In the United States, judges sitting on the Supreme Court are considering the arguments of a Christian postal worker who refused to work on Sundays when asked to deliver Amazon packages.
Gerald Groff had been working as a fill-in mail carrier for the U.S. Postal Service (USPS) in Pennsylvania’s Amish Country, covering days when other postal deliverers were off. But he lost his job when an Amazon.com contract with the Postal Service required carriers to start delivering packages on Sundays.
He said no.
“Sunday’s a day where we get together and almost taste heaven,” Groff told The New York Times. “We come together as believers. We celebrate who we are, together. We worship God. And so to be asked to deliver Amazon parcels and give all that up, it’s just really kind of sad.”
Mr Groff resigned from the USPS in 2019 before being sacked.
He then sued for religious discrimination, citing a federal law, Title VII of the Civil Rights Act of 1964, which requires employers to accommodate employees’ religious practices unless doing so would be an “undue hardship” for the business.
However, he lost his case in a lower court, which ruled that his request would cause an “undue burden” on the USPS and lead to low morale at the workplace when other employees had to pick up his shifts. His appeal then went to Washington.
Mr Groff’s lawyer Aaron Streett urged the Supreme Court to say that employers must show “significant difficulty or expense” if they want to reject a religious accommodation.

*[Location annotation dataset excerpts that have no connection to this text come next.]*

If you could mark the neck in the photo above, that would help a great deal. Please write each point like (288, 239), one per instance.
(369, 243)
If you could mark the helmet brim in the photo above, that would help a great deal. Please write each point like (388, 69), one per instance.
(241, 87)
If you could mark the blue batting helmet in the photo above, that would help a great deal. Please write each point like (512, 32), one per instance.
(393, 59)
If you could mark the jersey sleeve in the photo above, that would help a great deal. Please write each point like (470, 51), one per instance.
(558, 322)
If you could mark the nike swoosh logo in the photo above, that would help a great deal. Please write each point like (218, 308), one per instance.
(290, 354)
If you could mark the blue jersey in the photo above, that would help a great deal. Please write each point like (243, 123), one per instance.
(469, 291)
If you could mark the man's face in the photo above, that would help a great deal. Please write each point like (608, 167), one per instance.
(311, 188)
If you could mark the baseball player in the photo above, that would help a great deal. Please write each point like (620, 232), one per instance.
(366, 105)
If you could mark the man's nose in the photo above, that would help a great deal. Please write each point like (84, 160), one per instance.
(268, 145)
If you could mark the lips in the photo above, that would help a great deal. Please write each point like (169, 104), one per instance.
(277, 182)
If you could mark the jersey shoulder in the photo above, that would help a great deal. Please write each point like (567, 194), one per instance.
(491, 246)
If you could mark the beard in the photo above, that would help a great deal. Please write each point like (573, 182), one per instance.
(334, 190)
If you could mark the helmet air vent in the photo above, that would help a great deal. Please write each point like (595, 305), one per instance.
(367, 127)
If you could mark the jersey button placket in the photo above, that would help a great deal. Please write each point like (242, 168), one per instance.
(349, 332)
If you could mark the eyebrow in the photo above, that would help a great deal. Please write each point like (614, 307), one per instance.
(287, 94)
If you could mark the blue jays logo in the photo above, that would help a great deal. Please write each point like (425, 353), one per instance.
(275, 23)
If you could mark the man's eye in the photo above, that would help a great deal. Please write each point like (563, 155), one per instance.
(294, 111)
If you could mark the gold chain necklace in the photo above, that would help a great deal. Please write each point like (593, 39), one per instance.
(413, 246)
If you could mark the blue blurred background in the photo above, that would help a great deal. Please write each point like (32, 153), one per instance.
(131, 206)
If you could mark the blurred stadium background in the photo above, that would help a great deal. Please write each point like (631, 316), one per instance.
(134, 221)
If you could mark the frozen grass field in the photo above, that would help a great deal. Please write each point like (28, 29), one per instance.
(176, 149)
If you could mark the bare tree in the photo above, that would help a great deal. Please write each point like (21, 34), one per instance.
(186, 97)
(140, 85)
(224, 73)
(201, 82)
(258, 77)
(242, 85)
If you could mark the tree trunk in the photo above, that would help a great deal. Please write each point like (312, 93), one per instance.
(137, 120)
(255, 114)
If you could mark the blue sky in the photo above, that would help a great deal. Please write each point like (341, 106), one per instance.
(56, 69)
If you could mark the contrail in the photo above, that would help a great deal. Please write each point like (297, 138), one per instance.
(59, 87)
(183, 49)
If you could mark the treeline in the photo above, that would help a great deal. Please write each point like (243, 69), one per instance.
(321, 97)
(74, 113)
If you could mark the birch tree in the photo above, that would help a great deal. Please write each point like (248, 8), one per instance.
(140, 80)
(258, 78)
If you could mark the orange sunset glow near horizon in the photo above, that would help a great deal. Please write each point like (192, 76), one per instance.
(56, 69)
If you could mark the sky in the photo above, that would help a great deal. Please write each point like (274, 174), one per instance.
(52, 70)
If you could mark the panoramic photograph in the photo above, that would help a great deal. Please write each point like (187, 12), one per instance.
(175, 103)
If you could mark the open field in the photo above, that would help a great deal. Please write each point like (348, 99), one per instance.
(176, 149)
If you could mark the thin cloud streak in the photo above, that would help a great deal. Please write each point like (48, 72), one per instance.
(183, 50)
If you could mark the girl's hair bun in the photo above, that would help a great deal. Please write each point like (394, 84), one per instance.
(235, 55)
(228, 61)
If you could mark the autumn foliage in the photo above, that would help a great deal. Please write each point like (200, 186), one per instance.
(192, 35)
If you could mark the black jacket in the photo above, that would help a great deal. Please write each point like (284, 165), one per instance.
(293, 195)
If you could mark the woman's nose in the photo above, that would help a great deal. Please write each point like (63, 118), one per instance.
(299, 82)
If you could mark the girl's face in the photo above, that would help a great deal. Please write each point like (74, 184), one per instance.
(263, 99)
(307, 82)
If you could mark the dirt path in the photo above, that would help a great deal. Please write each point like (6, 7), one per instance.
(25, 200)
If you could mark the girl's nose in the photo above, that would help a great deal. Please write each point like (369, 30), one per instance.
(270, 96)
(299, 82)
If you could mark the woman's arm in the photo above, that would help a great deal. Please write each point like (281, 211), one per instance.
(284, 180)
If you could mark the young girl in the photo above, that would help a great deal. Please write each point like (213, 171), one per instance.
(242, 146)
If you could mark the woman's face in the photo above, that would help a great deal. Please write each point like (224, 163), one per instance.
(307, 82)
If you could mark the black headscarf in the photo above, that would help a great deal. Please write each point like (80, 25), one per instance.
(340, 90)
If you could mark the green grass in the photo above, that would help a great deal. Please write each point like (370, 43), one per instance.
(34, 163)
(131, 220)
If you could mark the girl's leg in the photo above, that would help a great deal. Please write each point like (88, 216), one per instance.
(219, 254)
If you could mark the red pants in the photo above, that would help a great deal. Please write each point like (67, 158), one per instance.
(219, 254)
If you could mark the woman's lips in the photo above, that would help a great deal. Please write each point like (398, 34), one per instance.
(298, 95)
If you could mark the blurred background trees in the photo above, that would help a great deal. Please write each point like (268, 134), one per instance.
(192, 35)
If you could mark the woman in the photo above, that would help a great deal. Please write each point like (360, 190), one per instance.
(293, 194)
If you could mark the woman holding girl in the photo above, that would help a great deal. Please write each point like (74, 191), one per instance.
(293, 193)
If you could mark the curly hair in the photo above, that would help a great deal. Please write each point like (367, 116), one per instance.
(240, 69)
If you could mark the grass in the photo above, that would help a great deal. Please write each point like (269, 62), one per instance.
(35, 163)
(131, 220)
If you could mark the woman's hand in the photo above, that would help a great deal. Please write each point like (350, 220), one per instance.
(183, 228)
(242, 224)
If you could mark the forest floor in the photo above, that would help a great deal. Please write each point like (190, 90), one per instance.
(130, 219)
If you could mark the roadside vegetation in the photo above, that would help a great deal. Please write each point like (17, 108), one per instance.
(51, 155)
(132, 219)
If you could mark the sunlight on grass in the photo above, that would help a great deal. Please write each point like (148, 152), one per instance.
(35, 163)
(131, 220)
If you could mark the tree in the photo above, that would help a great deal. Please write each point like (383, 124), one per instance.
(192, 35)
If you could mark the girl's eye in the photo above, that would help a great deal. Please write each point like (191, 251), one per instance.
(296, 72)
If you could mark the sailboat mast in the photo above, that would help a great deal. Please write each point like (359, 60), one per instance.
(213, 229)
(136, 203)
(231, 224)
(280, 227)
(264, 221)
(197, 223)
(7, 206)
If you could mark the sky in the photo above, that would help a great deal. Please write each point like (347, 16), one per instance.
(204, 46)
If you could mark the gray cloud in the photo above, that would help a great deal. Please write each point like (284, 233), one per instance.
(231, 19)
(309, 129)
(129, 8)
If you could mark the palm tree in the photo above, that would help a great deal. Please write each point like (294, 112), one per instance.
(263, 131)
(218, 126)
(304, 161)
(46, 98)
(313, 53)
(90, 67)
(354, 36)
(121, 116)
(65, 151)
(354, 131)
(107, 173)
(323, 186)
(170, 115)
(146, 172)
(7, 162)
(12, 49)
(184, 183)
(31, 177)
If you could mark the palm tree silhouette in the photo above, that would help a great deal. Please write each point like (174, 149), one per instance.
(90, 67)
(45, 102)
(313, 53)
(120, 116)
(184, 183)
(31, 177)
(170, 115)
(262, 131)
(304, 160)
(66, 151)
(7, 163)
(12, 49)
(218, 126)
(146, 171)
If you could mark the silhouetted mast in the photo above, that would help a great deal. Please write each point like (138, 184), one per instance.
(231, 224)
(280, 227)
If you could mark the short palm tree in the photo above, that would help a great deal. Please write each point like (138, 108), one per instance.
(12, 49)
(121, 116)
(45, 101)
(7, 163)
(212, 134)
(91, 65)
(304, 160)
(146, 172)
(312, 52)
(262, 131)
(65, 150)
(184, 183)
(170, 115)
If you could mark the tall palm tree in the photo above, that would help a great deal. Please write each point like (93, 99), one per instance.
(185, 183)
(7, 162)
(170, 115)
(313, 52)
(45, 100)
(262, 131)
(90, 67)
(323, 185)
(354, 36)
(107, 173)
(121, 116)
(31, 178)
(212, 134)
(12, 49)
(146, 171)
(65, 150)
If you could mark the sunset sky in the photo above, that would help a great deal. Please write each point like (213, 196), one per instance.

The hearing this week at the Supreme Court is the latest case which the bench of judges has to consider religious liberty rights. With a 6-3 conservative majority following judicial appointments by President Donald Trump, U.S commentators say the Court is more disposed to the concerns of religious plaintiffs.
Last year, the U.S Supreme Court ruled that a public high school football coach should be allowed to pray on the field after games. In another case, the court is weighing the claims of a Christian graphic artist who wants to create wedding websites, but not for couples in same-sex relationships.